# Expectation in restricted bivariate distribution

It says: Let $$X$$ and $$Y$$ be two jointly continuous random variables with joint PDF

$$\begin{equation} \nonumber f_{XY}(x,y) = \left\{ \begin{array}{l l} 2 & \quad y+x \leq 1, x>0, y>0 \\ & \quad \\ 0 & \quad \text{otherwise} \end{array} \right. \end{equation}$$

To find $$E[X]$$, I would expect it to be:

$$E[X] = \int_{0}^{1-y}{2dx}$$

And have $$E[X]$$ be a function of $$y$$.

But the solution actualy integrates the function over $$y$$ to get a function of $$x$$ and then integrate again to get $$E[X]$$:

\begin{align}%\label{} \nonumber f_X(x)&=\int_{-\infty}^{\infty} f_{XY}(x,y)dy \\ \nonumber &=\int_{0}^{1-x}2dy\\ \nonumber &=2(1-x). \end{align}

\begin{align}%\label{} \nonumber E[X]&=\int_{0}^{1}2x(1-x)dx\\ \nonumber &=\frac{1}{3}=EY, \end{align}

What is the idea behind integrating a bivariate $$PDF_{x,y}$$ before integrating to calculate the $$E[X]$$.

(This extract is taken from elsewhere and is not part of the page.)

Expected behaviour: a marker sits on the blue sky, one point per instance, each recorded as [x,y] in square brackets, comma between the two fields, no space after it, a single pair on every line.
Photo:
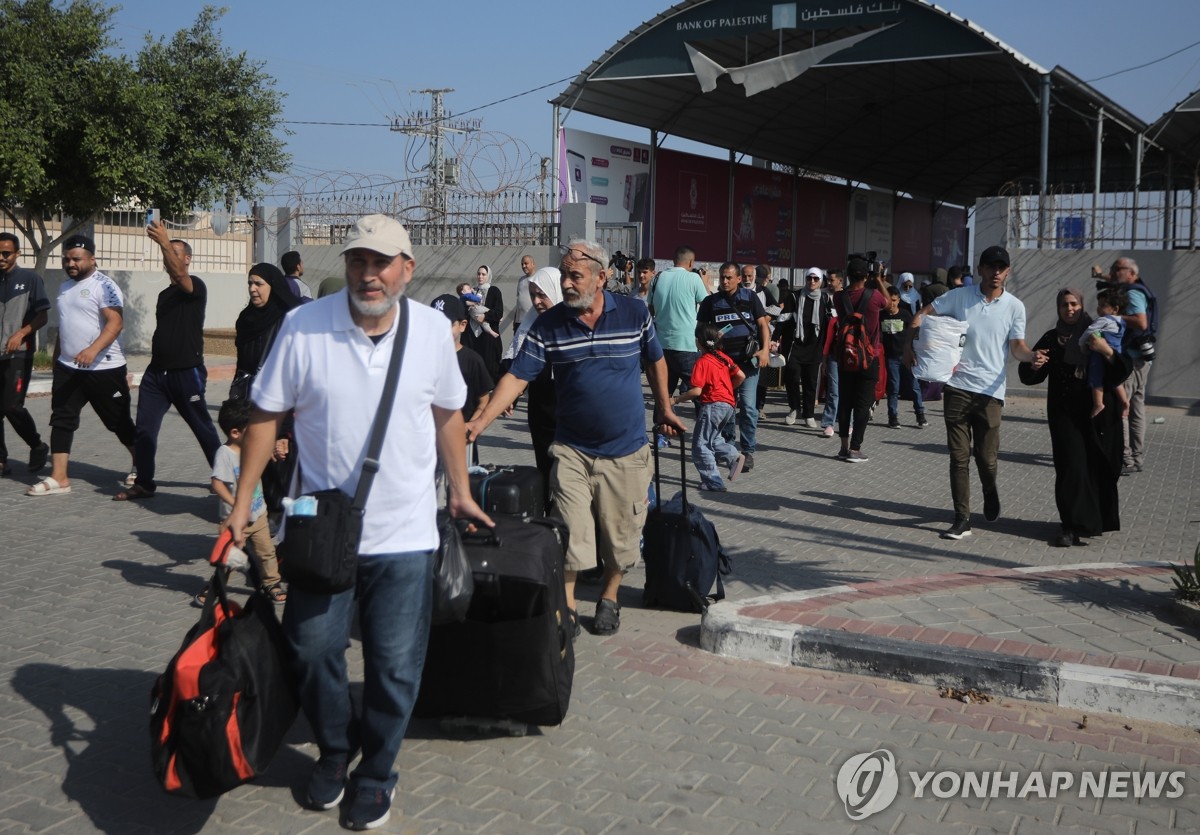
[345,64]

• Replacing an earlier, now deleted, comment ... $E[X] := \int_{-\infty}^{\infty}\int_{-\infty}^{\infty}\, x f_{XY}(x, y)\, dx \, dy.$ With the integration over $y$ first this reduces to $\int_{-\infty}^{\infty}\, x f_{X}(x)\, dx$ where $f_X(x) := \int_{-\infty}^{\infty}\, f_{XY}(x, y)\, dy.$ Jan 6 at 1:41

The expectation of $$X$$ is a number here, which we compute by first finding the marginal distribution of $$X$$ (hence the integration over the joint density for all possible values of $$X$$). From the probability distribution of a random variable...we can compute its expectation (if it exists).
I don't see any reason it would be a function of $$Y$$.